Secondo Alcatel-Lucent, la diffusione sempre più massiccia di
smartphone e social networks concorre ad aumentare la richiesta per
connessioni sempre più veloci per applicazioni video in mobilità.
In Cina, soprattutto, si assiste ad una crescita straordinaria: il
paese ha registrato da solo circa la metà delle connessioni mobili
a banda larga di tutto il 2010.

La connessione con la rete Lte, a diversi Megabit al secondo,
assicura non solo velocità ma anche tempi di risposta
incredibilmente veloci, a vantaggio di applicazioni come
videoconferenza, videogiochi, accesso dati. La connessione
costante, sfruttando la miglior rete in ogni momento disponibile,
permette anche un monitoraggio continuo del veicolo e
un’assistenza alla guida.

A fronte di questo continuo incremento del traffico dati e di nuove
applicazioni in mobilità, la tecnologia “light Radio”
sviluppata da Alcatel-Lucent rivoluziona le reti cellulari –
nella completa aderenza agli standard esistenti e futuri –
riducendo sostanzialmente consumi, impatto ambientale, costi di
realizzazione e di gestione.

Al posto delle tradizionali e ingombranti antenne passive,
“lightRadio” prevede l’utilizzo di microantenne attive, dalla
forma di un cubetto di pochi centimetri di lato, in grado di stare
nel palmo della mano, collocabile praticamente ovunque. Il sistema
consente anche l’eliminazione degli attuali ingombranti
“armadi” che accompagnano le stazioni radio-base, perché parte
della tecnologia necessaria è miniaturizzata e incorporata
nell’antenna, cosa che da sola consente un deciso abbattimento di
spazi e consumi, mentre gli elementi residui possono essere
remotizzati nella rete stessa.

L’impiego delle microantenne permette un dimezzamento dei consumi
a parità di traffico, inoltre esse possono essere telegestite via
software così da modificare il tipo di rete e anche le frequenze
operative, riducendo drasticamente i costi di manutenzione. China
Mobile, insieme con altri importanti operatori mobili mondiali, è
impegnata nel co-sviluppo del sistema e delle sue applicazioni,
favorendo così una collaborazione creativa.

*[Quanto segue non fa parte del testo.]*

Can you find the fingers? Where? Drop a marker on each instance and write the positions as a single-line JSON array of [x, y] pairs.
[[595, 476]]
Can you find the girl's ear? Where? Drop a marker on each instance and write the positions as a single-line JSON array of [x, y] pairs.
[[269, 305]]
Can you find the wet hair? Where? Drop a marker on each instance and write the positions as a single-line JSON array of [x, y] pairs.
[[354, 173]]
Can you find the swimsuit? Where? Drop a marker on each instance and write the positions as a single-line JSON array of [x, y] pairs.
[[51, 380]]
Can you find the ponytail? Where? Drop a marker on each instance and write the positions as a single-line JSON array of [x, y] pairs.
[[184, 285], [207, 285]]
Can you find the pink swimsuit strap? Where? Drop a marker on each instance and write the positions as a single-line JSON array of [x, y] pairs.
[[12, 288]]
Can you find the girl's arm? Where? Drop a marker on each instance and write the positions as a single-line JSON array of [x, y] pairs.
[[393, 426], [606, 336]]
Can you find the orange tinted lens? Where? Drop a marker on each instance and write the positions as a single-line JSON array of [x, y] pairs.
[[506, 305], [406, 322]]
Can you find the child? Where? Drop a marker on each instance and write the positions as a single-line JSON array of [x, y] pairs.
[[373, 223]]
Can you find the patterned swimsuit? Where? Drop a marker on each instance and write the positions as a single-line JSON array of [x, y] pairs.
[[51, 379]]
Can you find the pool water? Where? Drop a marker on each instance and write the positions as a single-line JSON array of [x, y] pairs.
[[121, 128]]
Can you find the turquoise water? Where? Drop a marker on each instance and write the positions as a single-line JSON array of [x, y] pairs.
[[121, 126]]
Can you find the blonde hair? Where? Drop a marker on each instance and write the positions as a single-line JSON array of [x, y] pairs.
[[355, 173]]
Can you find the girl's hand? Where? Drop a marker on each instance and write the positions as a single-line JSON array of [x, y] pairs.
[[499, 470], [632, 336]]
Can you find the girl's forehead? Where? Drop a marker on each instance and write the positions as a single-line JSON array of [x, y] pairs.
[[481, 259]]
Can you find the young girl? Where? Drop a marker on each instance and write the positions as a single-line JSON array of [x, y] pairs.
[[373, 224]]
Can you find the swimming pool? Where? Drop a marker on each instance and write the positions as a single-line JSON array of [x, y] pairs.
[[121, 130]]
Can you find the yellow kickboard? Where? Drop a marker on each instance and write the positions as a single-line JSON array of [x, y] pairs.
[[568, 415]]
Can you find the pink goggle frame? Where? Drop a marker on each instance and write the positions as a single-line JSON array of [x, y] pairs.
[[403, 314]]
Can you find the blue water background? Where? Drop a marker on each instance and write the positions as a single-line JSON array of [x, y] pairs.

Secondo Tim Sweldens, presidente della Divisione Wireless di
Alcatel-Lucent, “questa videochiamata transoceanica avvicina la
prospettiva della disponibilità commerciale di ‘lightRadio’ e
con essa la possibilità di realizzare sostanziali passi in avanti
all’insegna del miglioramento delle prestazioni e della riduzione
dei costi nell’ambito delle reti degli operatori”.